Survey: Many digital health startups do not have clinical trials, regulatory documents

Many risk-supported digital healthcare start-ups are not clinically stable, as measured by the number of regulatory documents and clinical trials, according to study published in JMIR.

The analysis examines digital health companies using the Rock Health Digital Health Financing Database, FDA 510 (k) data, De Novo and pre-market approval documents, and the number and type of clinical trials listed on ClinicalTrials. gov. The researchers then assigned a “clinical stability” score to each company, the sum of the number of regulatory requests and the clinical trials weighed equally.

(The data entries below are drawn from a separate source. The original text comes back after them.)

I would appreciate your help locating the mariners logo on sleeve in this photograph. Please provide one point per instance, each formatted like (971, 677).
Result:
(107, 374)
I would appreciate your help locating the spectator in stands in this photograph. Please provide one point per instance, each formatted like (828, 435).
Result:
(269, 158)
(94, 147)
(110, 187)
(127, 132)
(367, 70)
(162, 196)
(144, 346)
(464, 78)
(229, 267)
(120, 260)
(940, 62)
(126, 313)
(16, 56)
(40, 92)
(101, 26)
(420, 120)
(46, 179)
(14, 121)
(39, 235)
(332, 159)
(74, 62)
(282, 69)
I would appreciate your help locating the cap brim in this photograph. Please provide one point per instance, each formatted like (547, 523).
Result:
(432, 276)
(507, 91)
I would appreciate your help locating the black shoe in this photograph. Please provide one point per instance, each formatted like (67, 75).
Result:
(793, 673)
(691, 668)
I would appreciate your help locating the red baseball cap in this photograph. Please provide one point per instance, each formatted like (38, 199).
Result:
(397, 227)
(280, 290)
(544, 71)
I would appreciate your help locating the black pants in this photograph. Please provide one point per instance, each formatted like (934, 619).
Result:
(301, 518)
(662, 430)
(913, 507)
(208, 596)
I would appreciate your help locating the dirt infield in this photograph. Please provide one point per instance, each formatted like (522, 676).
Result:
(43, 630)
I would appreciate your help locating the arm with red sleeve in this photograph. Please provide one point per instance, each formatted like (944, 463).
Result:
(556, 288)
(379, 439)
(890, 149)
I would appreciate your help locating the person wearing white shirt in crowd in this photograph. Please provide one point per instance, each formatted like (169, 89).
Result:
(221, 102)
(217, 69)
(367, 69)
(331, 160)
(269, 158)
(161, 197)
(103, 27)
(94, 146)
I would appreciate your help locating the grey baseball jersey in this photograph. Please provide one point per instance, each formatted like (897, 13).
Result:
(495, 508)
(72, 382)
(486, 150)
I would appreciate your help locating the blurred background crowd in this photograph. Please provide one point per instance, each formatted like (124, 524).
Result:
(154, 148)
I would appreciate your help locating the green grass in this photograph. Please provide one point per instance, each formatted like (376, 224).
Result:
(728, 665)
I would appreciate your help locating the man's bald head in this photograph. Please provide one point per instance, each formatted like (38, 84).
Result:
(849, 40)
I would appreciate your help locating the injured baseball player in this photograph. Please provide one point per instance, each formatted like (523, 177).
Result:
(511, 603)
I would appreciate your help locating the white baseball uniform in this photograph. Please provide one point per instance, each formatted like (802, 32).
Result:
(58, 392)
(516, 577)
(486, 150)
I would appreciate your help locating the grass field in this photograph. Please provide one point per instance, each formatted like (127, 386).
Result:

Of the 224 startups included in the study, 98 had a clinical stability score of 0, while 45 received a score of five or higher. The mean score is 2.5, with 1.8 clinical trials and 0.8 regulatory requests, and the mean score is one.

The companies that aimed to diagnose conditions had the highest average score of 2.8, followed by treatment-oriented companies with 2.2, and finally start-ups for prevention with a score of 1.9.

Startups that sold their products to employers received an average clinical stability score of 3.1 compared to 2.7 for suppliers, 2.2 for consumers and 2.0 for payers.

Researchers also looked at public statements made by companies or qualitative statements about clinical, economic and commitment outcomes. The average number of claims filed by companies is 1.3, with 43% of companies filing zero claims. The study also notes that start-ups that sell to employers make more clinical, economic and engaging claims than companies that sell to other types of customers, such as consumers, suppliers and payers.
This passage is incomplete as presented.